There may be some confusion for those who have read my 3rd March Forum post on NHS England's proposals for a Commissioning Policy Statement for dasatinib as a 1st line treatment for newly diagnosed patients and a 2nd line treatment in cases where there is imatinib resistance.

We were puzzled by why NICE seem to be duplicating the proposal for 1st line use.

However it seems that this is both a general housekeeping exercise, which joins others that NICE conducts regularly, to maintain the integrity of their Guidance collection and is also a particular requirement of the NHS England Policy Statement proposals. 

As a postscript, I want to add that we hope this speedy movement on dasatinib and bosutinib will bring forward a date at which ponatinib, which has never been appraised, enters the NICE process.

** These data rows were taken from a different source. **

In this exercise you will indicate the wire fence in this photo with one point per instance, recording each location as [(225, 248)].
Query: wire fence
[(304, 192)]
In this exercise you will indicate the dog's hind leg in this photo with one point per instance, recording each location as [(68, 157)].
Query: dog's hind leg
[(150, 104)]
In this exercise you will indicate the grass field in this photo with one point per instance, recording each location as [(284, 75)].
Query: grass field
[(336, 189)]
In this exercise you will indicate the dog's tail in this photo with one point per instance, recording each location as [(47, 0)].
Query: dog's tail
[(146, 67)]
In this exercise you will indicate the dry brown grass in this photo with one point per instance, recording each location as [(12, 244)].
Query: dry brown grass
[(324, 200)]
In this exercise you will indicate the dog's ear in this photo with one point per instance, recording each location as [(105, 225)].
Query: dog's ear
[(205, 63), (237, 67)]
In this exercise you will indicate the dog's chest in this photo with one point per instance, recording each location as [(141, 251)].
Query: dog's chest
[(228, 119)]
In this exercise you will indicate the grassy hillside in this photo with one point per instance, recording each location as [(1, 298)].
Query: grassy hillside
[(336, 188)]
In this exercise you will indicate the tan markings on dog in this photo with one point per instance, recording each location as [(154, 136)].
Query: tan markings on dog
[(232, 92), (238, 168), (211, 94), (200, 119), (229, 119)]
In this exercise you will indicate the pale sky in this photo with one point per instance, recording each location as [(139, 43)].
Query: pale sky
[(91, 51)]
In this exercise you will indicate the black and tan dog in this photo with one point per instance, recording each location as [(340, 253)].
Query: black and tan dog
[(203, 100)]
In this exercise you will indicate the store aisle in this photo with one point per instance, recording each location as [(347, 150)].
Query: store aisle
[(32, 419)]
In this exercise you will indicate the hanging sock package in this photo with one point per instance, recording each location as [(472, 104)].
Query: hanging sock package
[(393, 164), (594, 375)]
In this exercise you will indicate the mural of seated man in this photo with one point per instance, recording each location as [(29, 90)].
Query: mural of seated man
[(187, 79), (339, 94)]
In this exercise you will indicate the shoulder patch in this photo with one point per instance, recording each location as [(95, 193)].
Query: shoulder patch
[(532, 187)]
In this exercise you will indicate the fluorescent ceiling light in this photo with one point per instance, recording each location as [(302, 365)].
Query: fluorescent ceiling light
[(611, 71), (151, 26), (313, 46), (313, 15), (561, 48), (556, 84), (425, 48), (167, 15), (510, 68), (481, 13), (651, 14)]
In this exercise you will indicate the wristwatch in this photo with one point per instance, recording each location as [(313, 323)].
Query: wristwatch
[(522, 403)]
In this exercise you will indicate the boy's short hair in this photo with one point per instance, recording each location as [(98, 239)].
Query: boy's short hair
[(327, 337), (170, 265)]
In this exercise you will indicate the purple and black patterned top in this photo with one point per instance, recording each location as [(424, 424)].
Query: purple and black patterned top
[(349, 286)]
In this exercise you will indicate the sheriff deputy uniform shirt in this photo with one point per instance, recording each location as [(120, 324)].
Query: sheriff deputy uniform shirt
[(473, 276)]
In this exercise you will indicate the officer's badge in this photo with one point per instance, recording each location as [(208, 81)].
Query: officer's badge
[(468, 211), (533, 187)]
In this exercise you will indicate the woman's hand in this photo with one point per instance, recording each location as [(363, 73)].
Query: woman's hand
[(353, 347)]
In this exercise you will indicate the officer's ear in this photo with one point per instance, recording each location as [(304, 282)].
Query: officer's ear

We would also like a resolution to the four applications to the CDF, made by two specialist CML clinicians in 2014, which broadened the scope of access to CML drugs to cover the following:

(i) Treatment with dasatinib in all three CML phases where certain mutations are identified that are known to indicate resistance to bosutinib or nilotinib  

(ii) Treatment with bosutinib in all three CML phases where certain mutations are identified which indicate resistance to nilotinib  

(iii) Treatment with ponatinib in all three CML phases if resistance to two other TKIs has been confirmed

(iv) Treatment with bosutinib or dasatinib for patients in Blast Phase CML. 

In a decision published in July 2014 NHS England declined to pursue the standard procedural route for applications. Instead it asked for four issues arising from the CDF Panel's consideration of the applications to be investigated as a part of an action plan.

We asked for a progress report on the action plan in September last year and again in February this year. We are still waiting for a response.